Günlük yazmayı geçici bir heves olarak görmüyorum. Yani artık...
Başlarken neyle karşılaşacağımı bilmiyordum. Ne kadar devam edeceğimi de...Şimdi ise, ileride çocuklarımın okuyabileceği, hayatımızda olanlarla ilgili kelimelere dönüşmüş düşüncelerimi görebilecekleri, dolayısıyla beni daha iyi tanıyabilecekleri bir arşiv tuttuğumu düşünüyorum. Benim böyle bir fırsatım olsaydı nasıl olurdu? Yani ben de annem veya babamın yazdıklarını okusaydım. Bazı şeyleri yanlış anladığımı otuz yaşından sonra değil, daha erken öğrenmiş olurdum herhalde. Günlüğüm olmasa da, bizde ileride böyle olacağını sanmıyorum. Çünkü biz konuşuyoruz. Aklımızda soru işareti bırakmamaya çalışıyoruz. Yine de, yazılı birşeyler bırakmak, kanatlı sözlerden daha kalıcı bence. O yüzden, mümkün kılabildiğim sürece, yazmaya devam edeceğim.

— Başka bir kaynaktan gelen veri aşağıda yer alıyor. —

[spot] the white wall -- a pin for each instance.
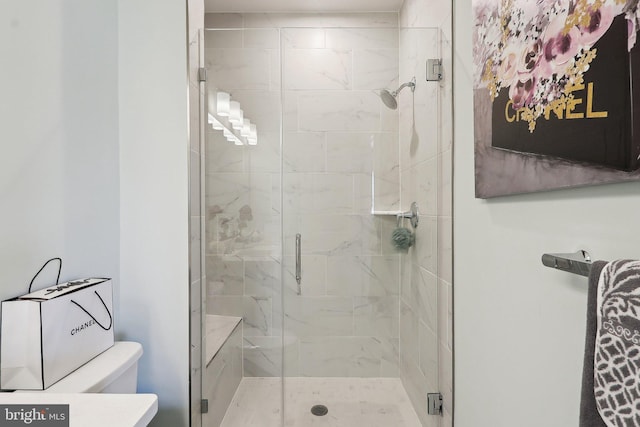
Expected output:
(59, 136)
(519, 326)
(154, 198)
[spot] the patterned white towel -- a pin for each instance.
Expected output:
(617, 351)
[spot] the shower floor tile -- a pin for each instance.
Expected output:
(352, 402)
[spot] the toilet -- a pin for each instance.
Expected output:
(100, 393)
(113, 371)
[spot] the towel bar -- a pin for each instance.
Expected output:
(576, 263)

Hem gelen yorumlar da işin diğer güzel tarafı.
Yanlız bir problem var...
Şu HTML işini nasıl çözüp, daha neşeli ve iç açıcı bir günlük sayfası yapabilirim onu bilmiyorum işte. Kurcalayacak çok fazla da vakit yok, nerden yardım alabilirim diye araştırıyorum. Pek bir sonuca ulaşamadım. İmdat!
2 yorum:
:)
Ya ciddi bir yardım alacaksın ve bu işten anlayan birini bulacaksın ya da benim gibi kalan 5 dakikanda bir şeyler öğrenmeye çalışacaksın. Çok zor geliyor ama bayağı ilerledim :)
Önemli olan içeriği blogunun, gerisini de uğraşamıyorsan boşver aslında.
Yok ben anlayan birini bulayım Aslı:) Kendi çapımda epey ilerledim ama zorlanıyorum artık, herşeyi uçurmam an meselesi. Neyse, acelesi yok zaten.